From what I understand, most of the issues with DU aren’t with radioactivity, since it’s mostly U238, and is less radioactive than naturally occurring Uranium. On top of that it’s an alpha emitter, which is relatively easy to mitigate.

But it’s a heavy metal, and like some of them, it’s very toxic. Think about the uproar if someone fired lead, mercury, or cadmium rounds? It’s basically the same thing with DU.

Presumably a radon hazard if stored in an enclosed space? Or is the half-life so low you’d wait decades before much daughter products built up? ETA: for that matter, when refining uranium for nuclear purposes you’d want to remove all the radium, polonium, etc. so what do they do with it?

The standard SS190 round for the P90 with a steel penetrator and an aluminum core will go through a Level IIIA Kevlar vest at 200m. FN 5.7×28mm - Cartridge types.

This. The OP is essentially looking to use a sledgehammer to kill ants.

U-238 is radioactive, but only in the most strict sense. It’s half-life is 4.5 billion years, which means that it’s not very radioactive at all, as such things are reckoned.

Another anecdote from my mind’s wayback machine. I’m at Seneca Army Depot, early 80s. First shipments of 30mm DU rounds coming in. 588 rds. in a CNU-309* container, two containers unitized together (big metal boxes). The initial guidance is to park the incoming trailers, doors opened, in the suspect trailer area (with guard). After one hour, we were to inspect the interior for radiation leakage (existence?) with our AN-PDR something (it WAS a long time ago). With radiation meters, you have to get a background reading (zero the scale sort of) because RADIATION IS EVERYWHERE PEOPLE!!. Turns out that the SUN is a big source of radiation; who’d a thunk it! So, saving you the suspense, zero in the trailer. Next, take to the inspection bay, remove container top, leave opened for 24 hours. Next day monitor for radiation in the container. You would be surprised how much RADIATION is put out by fluorescent lights! The ammo in the container - zilch. Those requirements lasted about 3 months until cooler (saner?) folks prevailed and stopped the nonsense. Again, please don’t lick the projectiles especially if the paint is scraped off!

*yes, I had to look up the container number. It WAS 45 years ago.

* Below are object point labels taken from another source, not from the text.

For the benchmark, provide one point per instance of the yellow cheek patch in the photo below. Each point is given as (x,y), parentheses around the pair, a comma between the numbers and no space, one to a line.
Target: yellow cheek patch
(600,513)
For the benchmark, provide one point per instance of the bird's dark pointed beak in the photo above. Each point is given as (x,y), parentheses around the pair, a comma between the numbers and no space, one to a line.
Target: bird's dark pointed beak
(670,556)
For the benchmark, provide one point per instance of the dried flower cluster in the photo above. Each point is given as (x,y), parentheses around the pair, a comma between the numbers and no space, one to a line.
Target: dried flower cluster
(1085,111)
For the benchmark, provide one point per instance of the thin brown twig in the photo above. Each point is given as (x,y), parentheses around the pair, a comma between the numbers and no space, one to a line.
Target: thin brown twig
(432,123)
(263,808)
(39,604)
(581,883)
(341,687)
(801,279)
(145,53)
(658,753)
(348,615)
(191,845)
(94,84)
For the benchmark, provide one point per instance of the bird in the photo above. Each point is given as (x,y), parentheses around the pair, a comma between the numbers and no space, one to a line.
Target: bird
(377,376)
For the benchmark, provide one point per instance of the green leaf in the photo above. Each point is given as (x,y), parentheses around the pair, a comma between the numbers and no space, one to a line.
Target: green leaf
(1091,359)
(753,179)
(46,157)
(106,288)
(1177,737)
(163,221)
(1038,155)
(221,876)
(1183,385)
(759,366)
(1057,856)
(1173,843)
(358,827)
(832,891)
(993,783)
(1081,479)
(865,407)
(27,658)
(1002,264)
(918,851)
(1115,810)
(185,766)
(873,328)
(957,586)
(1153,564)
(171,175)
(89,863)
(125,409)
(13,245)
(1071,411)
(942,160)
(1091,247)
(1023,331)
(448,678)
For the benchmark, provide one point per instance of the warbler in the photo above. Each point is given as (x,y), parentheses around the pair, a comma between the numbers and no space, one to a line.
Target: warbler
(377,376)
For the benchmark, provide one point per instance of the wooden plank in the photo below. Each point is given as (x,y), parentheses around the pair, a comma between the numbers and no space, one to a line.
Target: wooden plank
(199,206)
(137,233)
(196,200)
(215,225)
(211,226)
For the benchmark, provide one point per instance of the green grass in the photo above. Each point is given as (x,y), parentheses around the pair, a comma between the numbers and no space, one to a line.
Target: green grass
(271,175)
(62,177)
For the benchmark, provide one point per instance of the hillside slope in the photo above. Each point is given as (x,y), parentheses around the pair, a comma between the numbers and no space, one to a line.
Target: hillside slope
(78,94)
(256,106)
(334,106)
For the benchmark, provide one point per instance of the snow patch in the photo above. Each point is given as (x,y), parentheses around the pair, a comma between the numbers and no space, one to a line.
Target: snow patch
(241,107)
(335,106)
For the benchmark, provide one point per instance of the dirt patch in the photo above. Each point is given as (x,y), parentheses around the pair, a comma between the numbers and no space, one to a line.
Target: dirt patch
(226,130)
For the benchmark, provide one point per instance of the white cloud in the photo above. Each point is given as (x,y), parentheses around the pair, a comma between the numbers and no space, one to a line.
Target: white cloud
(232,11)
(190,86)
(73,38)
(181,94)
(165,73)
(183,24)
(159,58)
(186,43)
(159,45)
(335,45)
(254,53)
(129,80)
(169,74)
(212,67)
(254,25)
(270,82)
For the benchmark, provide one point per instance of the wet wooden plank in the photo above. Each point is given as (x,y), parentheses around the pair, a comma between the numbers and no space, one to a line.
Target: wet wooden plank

The density and the shape of a round would certainly help in penetration, but the weight of the rifle required to fire it (remember, greater mass by definition equals greater recoil), the weight of the ammunition itself, the amount of powder and the required chamber pressure to send it with enough velocity… you’d need a tank. Which is why tanks and aircraft are the ones that use DU rounds to begin with. They certainly wouldn’t be wasting rounds on a single person, and if a person catches a round no body armor is stopping it.